Sheldon Richman wants to know.
It would have been bad enough to torture people actually suspected of wrongdoing, but the Bush administration went well beyond that. Many people subjected to hideous treatment were picked up on the flimsiest of “evidence.” People were offered bounties to turn others in; naturally, some saw that as a chance to settle old scores having nothing to do with terrorism. Absence of evidence (as former Defense Secretary Donald Rumsfeld might say) was not considered evidence of absence. In at least one case, a man was tortured — by the U.S. government’s helper in Egypt, Omar Suleiman — to get the prisoner to say that Iraqi dictator Saddam Hussein had trained al-Qaeda agents.

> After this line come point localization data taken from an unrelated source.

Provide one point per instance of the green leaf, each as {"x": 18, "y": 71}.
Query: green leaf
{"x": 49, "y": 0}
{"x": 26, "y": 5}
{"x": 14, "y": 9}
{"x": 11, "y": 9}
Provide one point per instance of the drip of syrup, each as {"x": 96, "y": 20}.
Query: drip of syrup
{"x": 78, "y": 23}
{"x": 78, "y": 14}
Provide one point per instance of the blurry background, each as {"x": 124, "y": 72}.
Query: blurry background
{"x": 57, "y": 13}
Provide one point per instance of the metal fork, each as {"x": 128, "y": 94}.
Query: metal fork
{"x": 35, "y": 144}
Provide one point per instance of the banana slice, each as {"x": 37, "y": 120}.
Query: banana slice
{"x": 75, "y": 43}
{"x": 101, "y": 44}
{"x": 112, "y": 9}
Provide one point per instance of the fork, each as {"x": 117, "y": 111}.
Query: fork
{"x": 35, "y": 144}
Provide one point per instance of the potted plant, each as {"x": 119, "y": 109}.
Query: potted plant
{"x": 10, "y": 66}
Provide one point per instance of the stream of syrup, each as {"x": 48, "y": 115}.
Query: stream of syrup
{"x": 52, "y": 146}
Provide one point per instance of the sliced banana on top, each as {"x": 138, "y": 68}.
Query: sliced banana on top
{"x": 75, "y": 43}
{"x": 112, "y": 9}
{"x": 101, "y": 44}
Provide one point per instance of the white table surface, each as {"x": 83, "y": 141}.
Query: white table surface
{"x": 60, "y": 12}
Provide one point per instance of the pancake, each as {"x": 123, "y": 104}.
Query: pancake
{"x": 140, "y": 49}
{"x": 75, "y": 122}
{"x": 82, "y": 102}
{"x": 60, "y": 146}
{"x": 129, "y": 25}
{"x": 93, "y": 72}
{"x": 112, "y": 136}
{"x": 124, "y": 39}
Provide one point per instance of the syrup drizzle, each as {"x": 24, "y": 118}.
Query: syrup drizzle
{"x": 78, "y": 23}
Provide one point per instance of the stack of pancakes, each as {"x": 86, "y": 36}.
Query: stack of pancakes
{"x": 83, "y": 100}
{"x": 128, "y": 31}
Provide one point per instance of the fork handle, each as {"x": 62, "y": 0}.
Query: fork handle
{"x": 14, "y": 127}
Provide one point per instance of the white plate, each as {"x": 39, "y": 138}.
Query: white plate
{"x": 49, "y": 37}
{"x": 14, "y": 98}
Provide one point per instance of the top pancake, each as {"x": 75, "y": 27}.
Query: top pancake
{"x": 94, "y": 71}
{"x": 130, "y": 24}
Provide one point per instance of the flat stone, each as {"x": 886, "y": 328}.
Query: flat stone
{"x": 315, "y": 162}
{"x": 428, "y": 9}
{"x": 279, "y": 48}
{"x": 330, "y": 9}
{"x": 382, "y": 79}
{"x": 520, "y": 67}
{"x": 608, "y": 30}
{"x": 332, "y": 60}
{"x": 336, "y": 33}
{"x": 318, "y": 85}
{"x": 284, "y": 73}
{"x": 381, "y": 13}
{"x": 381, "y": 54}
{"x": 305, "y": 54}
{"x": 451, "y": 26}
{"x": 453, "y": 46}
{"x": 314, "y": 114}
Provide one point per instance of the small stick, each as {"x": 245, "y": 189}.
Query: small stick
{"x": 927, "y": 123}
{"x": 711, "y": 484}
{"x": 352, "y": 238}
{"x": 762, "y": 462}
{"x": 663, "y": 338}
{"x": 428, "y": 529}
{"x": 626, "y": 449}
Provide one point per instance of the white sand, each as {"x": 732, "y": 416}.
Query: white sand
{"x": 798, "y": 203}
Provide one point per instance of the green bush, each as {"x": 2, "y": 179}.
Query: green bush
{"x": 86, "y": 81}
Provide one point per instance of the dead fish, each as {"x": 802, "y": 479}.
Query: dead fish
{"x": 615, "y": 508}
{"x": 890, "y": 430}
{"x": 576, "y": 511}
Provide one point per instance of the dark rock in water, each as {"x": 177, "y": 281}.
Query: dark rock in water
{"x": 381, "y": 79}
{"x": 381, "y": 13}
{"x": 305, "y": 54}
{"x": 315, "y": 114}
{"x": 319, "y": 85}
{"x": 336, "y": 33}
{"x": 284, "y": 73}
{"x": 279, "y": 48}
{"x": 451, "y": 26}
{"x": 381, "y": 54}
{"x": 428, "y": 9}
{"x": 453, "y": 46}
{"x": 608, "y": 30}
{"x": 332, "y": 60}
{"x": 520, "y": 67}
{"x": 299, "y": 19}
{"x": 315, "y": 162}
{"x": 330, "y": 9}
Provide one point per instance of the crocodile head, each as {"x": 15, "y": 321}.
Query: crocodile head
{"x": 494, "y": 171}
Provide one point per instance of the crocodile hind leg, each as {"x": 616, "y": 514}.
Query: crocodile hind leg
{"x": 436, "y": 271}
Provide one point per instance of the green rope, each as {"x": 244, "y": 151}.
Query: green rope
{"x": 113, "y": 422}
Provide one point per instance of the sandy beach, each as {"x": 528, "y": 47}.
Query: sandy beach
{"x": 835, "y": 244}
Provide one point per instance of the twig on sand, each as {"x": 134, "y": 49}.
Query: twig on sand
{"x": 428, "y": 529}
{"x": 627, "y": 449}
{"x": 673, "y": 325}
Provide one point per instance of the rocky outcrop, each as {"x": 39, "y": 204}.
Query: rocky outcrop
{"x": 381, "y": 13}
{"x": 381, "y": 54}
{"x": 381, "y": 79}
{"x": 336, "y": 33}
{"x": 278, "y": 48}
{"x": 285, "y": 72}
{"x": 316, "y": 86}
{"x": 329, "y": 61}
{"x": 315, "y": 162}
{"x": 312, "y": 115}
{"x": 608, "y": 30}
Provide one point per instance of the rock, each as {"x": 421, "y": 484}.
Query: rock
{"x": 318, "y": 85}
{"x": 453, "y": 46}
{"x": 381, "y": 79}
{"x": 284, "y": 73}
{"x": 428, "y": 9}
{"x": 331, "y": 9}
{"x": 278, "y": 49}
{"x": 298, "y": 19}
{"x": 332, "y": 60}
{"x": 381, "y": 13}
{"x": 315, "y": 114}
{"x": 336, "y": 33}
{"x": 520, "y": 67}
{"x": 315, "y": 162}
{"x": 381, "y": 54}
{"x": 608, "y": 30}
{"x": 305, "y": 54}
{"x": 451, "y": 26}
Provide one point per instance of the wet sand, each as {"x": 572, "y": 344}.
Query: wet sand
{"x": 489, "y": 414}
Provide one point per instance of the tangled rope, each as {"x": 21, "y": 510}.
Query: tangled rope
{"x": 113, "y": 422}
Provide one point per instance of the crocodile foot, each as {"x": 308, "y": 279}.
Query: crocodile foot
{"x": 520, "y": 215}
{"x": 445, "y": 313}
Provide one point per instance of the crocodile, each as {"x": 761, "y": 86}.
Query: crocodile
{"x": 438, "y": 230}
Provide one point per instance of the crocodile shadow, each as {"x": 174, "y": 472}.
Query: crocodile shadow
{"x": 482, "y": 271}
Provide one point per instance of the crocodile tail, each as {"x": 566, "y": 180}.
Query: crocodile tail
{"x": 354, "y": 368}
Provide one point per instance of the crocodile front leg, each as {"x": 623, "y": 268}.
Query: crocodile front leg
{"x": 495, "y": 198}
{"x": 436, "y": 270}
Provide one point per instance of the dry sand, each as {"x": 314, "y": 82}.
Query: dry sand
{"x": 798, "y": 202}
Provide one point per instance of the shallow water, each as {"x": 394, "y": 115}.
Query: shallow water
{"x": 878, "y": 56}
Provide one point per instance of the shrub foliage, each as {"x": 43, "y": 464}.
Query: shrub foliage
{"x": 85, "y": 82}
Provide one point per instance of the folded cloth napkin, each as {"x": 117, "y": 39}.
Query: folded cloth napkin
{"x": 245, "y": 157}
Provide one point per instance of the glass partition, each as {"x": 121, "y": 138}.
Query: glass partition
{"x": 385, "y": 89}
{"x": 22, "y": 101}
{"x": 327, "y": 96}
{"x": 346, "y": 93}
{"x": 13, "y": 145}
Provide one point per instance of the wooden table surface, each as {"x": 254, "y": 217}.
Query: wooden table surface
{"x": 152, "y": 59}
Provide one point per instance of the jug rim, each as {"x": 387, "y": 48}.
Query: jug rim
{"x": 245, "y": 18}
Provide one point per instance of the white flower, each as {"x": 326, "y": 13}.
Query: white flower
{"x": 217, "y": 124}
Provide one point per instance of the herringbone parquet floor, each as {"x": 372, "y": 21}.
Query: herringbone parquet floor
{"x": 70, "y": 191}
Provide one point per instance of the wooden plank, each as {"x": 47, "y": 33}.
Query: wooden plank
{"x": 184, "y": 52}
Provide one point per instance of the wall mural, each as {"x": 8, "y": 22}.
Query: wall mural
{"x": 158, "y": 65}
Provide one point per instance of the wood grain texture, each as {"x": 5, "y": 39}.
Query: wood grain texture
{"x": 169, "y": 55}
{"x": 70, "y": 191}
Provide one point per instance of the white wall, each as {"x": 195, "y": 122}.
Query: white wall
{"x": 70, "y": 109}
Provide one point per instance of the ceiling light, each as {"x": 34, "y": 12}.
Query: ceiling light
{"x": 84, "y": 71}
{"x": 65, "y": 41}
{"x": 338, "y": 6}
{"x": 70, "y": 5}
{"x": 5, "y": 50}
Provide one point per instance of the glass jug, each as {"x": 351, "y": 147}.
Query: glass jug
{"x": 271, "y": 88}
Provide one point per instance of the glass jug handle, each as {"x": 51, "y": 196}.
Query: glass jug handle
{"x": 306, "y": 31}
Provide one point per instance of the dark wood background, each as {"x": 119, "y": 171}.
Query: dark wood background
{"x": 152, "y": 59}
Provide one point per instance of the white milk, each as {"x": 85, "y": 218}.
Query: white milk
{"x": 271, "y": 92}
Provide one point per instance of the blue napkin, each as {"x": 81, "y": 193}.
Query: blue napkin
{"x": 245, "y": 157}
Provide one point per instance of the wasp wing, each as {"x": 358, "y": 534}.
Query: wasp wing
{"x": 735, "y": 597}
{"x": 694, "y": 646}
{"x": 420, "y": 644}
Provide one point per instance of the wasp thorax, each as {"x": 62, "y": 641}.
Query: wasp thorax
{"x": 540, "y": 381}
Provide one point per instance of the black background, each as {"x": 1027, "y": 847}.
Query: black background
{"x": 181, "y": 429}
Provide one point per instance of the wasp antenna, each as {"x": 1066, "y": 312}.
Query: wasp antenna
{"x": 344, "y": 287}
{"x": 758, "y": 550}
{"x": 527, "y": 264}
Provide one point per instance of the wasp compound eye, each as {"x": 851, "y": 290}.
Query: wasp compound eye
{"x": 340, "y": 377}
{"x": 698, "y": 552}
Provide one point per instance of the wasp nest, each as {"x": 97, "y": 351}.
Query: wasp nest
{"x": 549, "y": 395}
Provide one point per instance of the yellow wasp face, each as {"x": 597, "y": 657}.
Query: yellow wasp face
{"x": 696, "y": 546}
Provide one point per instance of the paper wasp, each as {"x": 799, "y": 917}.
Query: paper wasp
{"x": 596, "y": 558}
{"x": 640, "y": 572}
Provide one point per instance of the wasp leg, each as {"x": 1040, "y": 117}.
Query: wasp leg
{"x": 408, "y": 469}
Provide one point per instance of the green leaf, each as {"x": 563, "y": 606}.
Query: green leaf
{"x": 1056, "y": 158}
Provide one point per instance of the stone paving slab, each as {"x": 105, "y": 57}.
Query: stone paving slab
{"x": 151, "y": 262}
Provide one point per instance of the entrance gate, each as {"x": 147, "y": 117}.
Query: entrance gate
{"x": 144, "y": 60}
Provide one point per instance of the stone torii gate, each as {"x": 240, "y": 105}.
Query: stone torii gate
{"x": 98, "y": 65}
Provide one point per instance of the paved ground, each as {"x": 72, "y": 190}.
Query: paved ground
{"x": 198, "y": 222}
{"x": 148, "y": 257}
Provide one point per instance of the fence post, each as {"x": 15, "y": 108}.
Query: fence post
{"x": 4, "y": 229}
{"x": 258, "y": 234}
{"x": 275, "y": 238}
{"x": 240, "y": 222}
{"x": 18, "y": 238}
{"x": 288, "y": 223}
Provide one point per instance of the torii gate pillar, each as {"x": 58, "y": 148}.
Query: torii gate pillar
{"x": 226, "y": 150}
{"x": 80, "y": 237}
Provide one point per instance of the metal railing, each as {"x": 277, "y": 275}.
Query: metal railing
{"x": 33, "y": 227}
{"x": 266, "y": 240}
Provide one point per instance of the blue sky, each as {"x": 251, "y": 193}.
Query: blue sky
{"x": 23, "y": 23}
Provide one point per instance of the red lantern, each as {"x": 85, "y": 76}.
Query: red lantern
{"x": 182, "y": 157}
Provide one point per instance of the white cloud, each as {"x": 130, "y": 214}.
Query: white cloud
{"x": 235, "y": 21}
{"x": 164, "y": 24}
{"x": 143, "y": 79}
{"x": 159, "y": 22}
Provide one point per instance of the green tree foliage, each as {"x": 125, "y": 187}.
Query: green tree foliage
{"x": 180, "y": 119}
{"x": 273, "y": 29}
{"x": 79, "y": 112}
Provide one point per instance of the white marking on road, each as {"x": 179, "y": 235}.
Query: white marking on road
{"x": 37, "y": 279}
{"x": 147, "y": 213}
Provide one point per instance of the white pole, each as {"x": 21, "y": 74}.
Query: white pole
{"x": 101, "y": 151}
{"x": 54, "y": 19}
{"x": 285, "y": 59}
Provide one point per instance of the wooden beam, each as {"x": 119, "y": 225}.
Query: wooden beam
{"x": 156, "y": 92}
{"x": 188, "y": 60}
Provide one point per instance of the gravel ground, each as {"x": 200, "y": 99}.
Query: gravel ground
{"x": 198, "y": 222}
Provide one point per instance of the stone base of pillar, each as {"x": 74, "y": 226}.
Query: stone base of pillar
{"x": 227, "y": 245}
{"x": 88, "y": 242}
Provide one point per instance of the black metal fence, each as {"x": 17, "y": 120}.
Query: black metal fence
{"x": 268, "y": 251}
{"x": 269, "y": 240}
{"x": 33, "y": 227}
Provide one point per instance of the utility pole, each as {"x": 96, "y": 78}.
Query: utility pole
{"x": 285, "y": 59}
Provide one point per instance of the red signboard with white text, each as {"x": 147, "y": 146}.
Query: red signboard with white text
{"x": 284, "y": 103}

Bush and Vice President Dick Cheney badly wanted to justify their preexisting wish to effect regime change in Iraq by tying Saddam to 9/11. But there was never any evidence of Iraqi complicity.
That reminds us that torture was not the only crime committed by the Bush administration. The Iraq and Afghanistan wars were also (and still are) outrages because, among other reasons, they were based on lies. Bush officials, such as Rumsfeld and Secretary of State Colin Powell, now acknowledge “misstatements,” but that can hardly be taken seriously. We know that back then grave doubts were expressed over the quality of the so-called intelligence about Saddam’s alleged weapons of mass destruction. Rumsfeld’s excuses are pathetic. When he beat the drums for war, he said he knew where Saddam’s WMDs were. Now he says he meant he knew the location of “suspected sites.” Did he step out of Orwell’s 1984?